- Published: Monday, 10 August 2015 12:36
Recent shenanigans in the Australian political arena have inspired me to revisit a couple of expressions that have been key words in all the drama of late — politicians and perks.
First I was interested to see whether mainstream dictionaries had got round to revising their entries for politician, finally acknowledging that definitions like the following are no longer “obsolete” (if they ever were!):
Politician: A politic person; chiefly in a sinister sense, a shrewd schemer; a crafty plotter or intriguer. Obs. [Oxford English Dictionary 2nd Edition]
This negative description grew out of earliest senses of politic that saw a rapid decline from earlier ‘prudent, sagacious’ to ‘scheming, conniving’. This development is not surprising — words to do with intelligence typically acquire overtones of deceitfulness.
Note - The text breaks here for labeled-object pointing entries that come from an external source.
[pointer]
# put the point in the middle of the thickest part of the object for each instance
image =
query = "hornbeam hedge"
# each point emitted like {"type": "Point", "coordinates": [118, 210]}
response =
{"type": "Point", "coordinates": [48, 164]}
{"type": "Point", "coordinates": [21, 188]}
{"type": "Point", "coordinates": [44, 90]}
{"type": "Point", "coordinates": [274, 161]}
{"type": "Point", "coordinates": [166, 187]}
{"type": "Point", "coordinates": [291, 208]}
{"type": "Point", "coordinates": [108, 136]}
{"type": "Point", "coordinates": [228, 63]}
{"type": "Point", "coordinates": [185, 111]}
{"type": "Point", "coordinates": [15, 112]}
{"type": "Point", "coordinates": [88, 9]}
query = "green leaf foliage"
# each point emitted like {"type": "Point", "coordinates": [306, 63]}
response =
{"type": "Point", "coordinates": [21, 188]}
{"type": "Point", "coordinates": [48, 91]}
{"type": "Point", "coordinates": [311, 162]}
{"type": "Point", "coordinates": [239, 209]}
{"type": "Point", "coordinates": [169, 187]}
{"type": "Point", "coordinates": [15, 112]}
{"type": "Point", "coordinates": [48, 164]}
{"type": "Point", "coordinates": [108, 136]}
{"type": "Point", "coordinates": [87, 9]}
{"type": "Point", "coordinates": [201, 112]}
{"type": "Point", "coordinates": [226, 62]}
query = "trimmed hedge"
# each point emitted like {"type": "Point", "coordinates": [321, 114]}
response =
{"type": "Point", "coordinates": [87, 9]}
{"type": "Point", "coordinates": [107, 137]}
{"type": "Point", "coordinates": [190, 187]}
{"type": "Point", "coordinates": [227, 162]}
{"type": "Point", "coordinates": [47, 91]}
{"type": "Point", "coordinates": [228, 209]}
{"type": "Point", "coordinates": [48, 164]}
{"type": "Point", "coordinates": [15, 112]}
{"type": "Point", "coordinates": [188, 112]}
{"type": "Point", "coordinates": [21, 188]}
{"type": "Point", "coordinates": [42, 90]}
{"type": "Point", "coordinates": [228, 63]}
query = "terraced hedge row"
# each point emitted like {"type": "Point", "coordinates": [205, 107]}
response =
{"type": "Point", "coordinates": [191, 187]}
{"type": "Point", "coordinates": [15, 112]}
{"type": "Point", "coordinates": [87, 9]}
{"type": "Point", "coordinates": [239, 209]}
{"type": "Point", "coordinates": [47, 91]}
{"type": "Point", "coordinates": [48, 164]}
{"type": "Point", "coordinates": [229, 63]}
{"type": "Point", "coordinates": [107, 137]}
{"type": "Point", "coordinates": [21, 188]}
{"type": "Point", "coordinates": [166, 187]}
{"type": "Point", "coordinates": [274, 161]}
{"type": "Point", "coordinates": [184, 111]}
Crafty, cunning and artful were once favourable too, but they deteriorated spectacularly (and clever is well on the way to joining them). It seems we are mistrustful of those who demonstrate advanced thinking powers— or is it more that dishonest tendencies lurk in smart human beings? Something is driving this shift.
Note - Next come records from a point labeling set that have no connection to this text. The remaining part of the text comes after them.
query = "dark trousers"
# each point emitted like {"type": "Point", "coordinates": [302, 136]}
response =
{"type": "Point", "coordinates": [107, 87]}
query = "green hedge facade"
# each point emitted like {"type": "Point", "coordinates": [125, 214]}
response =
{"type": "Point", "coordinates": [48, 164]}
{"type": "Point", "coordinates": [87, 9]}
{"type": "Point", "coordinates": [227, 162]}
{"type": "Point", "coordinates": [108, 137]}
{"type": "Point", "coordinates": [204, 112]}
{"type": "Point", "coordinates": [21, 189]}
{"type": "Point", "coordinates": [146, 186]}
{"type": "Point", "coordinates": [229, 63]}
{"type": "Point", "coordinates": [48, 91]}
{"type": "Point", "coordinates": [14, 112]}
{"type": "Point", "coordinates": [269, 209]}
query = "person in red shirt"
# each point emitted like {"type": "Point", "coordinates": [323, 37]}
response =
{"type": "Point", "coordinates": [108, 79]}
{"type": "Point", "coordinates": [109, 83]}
Now, with time words can acquire a kind of “semantic halo” (to use novelist C.S. Lewis’ term), and like many I’ve used politician as an example of this process. As the story goes — the shift from permanent monarchies to democratically elected representative governments triggered an elevation of terms like politician and democracy. Hence the second neutral sense:
Politician: One versed in the theory of science of government and the art of governing; one skilled in politics; one practically engaged in conducting the business of the state; a statesman. [Oxford English Dictionary 2nd Edition]
It seems that most dictionaries (including those under the Oxford banner) now embrace both senses. But netural and negative meanings rarely coexist in words — and the contributions to Urban Dictionary bear this out. In none of the 63 definitions of politician do we find anything approaching the neutrality that supposedly came with the societal changes. Here’s the top Urban Dictionary definition:
1. A person who practices politics.
"Politics" is derived from the words "poly" meaning "many", and "tics" meaning "blood-sucking parasites."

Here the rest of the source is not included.